US hospitals mandated to provide abortion services if mother’s life at risk

Hospitals in the United States have been mandated to provide abortion services if mother’s life is at risk.

The federal law overrides states’ abortion bans when it comes to lifesaving care for women — and that hospitals must provide abortion services in emergency situations.

Those who deny care under those circumstances risk fines or the loss of their Medicare status, the U.S. Department of Health and Human Services said.

The Supreme Court’s overturning of Roe v.
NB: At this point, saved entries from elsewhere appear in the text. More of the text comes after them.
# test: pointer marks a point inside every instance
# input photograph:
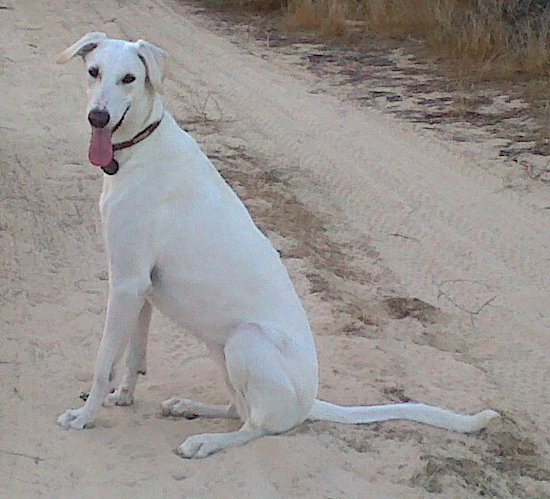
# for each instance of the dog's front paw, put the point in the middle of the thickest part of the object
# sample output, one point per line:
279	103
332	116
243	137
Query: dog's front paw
74	418
119	397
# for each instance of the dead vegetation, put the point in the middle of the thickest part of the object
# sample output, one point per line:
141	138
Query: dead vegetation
487	39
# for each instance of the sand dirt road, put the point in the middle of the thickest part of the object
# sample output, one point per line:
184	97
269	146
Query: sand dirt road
425	279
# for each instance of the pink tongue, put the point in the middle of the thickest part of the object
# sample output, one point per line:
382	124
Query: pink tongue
101	147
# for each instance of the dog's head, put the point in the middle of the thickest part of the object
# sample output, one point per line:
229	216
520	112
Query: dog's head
123	78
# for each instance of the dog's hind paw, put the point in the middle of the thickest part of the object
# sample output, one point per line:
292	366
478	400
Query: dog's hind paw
74	418
199	446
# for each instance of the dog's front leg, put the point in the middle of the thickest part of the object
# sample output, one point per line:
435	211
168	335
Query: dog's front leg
126	301
135	361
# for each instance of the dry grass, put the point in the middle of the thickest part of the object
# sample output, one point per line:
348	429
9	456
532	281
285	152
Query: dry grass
493	39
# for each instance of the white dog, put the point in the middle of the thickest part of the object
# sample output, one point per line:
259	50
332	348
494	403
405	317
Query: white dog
180	239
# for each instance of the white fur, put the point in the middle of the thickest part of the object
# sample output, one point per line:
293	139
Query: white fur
179	238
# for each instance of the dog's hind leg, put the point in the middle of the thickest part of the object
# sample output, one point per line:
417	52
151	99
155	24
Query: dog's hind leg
135	361
269	394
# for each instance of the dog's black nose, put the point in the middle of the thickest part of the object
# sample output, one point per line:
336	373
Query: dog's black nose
99	118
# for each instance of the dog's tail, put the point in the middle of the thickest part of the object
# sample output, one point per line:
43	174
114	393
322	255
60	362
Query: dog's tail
421	413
Wade on June 24 left the abortion question up to individual states, but by doing so, undermined the guarantee of access to the procedure in medical emergencies and left providers without clear guidelines on when an abortion would be considered medically necessary.

Several states are attempting to ban any such care whatsoever.

“Under the law, no matter where you live, women have the right to emergency care including abortion care,” HHS Secretary Xavier Becerra said in a statement.

“Today, in no uncertain terms, we are reinforcing that we expect providers to continue offering these services, and that federal law preempts state abortion bans when needed for emergency care.”

The aim is to protect health care providers “when offering legally-mandated, life- or health-saving abortion services in emergency situations,” HHS said.

Those include things like ectopic pregnancy, hypertension and preeclampsia, which some states are restricting or banning in the wake of the high court decision.

While even the most stringent state bans allow exceptions when a mother’s health is at risk, some providers have found the threat of prosecution confusing.